Wireless tech saves energy - and makes better mousetrap
Tucked in a dark corner of the Cebit trade show, in Hall 2, lies a mousetrap. Not just any old mousetrap, but a wireless-enabled one.
The trap is a standard live mousetrap, made in China and costing about €10 (US$14), to which Germany company BSC Computer has attached a small wireless transmitter.
Jörg Hoffman hasn't caught any mice with the trap yet, but if he does then the transmitter will warn him that the trap needs inspecting. It doesn't matter how long he has to wait, because there's no battery in it to go flat.

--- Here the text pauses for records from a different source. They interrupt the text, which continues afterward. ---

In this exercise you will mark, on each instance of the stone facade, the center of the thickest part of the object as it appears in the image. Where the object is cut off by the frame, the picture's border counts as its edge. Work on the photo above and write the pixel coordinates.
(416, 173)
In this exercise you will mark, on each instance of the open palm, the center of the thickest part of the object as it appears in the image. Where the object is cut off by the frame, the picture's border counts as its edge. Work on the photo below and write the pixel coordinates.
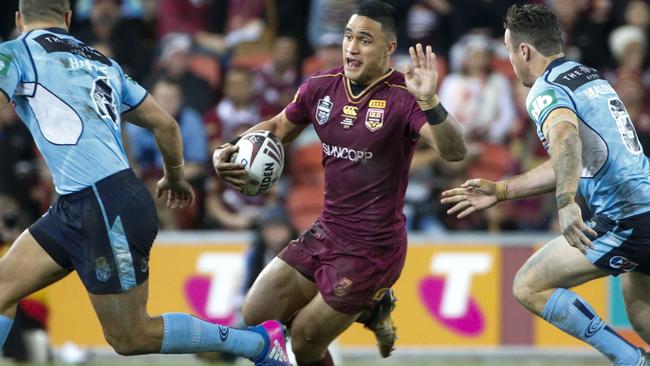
(421, 75)
(471, 196)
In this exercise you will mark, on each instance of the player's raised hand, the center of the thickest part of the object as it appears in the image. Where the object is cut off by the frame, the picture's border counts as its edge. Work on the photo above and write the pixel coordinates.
(471, 196)
(421, 75)
(179, 192)
(574, 230)
(230, 172)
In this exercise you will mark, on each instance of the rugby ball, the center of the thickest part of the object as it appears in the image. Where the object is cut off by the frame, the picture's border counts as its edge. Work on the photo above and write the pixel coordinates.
(262, 156)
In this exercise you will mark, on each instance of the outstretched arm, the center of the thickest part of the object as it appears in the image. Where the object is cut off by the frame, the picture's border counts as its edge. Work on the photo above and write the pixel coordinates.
(479, 194)
(442, 132)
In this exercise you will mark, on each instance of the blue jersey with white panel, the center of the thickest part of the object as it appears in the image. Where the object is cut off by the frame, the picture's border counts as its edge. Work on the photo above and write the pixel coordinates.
(71, 98)
(615, 172)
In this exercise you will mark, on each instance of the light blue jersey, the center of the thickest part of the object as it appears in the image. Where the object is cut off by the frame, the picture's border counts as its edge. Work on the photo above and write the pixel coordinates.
(615, 172)
(71, 98)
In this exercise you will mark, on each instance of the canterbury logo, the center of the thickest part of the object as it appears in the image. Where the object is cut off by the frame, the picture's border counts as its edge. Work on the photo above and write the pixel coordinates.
(595, 325)
(350, 110)
(277, 353)
(375, 103)
(223, 333)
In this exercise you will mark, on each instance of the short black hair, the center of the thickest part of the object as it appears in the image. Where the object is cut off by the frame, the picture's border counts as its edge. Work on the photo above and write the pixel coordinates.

The transmitter uses an extremely low-powered wireless protocol developed by Siemens in the 1990s for building automation, and later spun off into a separate company called EnOcean. Now, through the EnOcean Alliance, the company is trying to get the technology adopted as a standard by the International Electrotechnical Commission (IEC) and has built an ecosystem of 175 companies around it, according to Graham Martin, chairman and CEO of the alliance. Four of them -- EnOcean itself, Murata, IK Elektronik and Vicos -- now make the radio chips at the core of the system, he said.
EnOcean's innovation was to harvest energy from the mechanical movement of light switches, swipe card readers and even door handles to power its tiny radio transmitter. Later came solar-powered thermostats, and radiator valves that used the Peltier effect to extract energy from the temperature differential between two surfaces[...]
The advent of EnOcean-to-TCP/IP gateways in late 2008, though, turned the technology into a tool for whole-building control and also brought it to the attention of fans of home automation technology, according to Martin.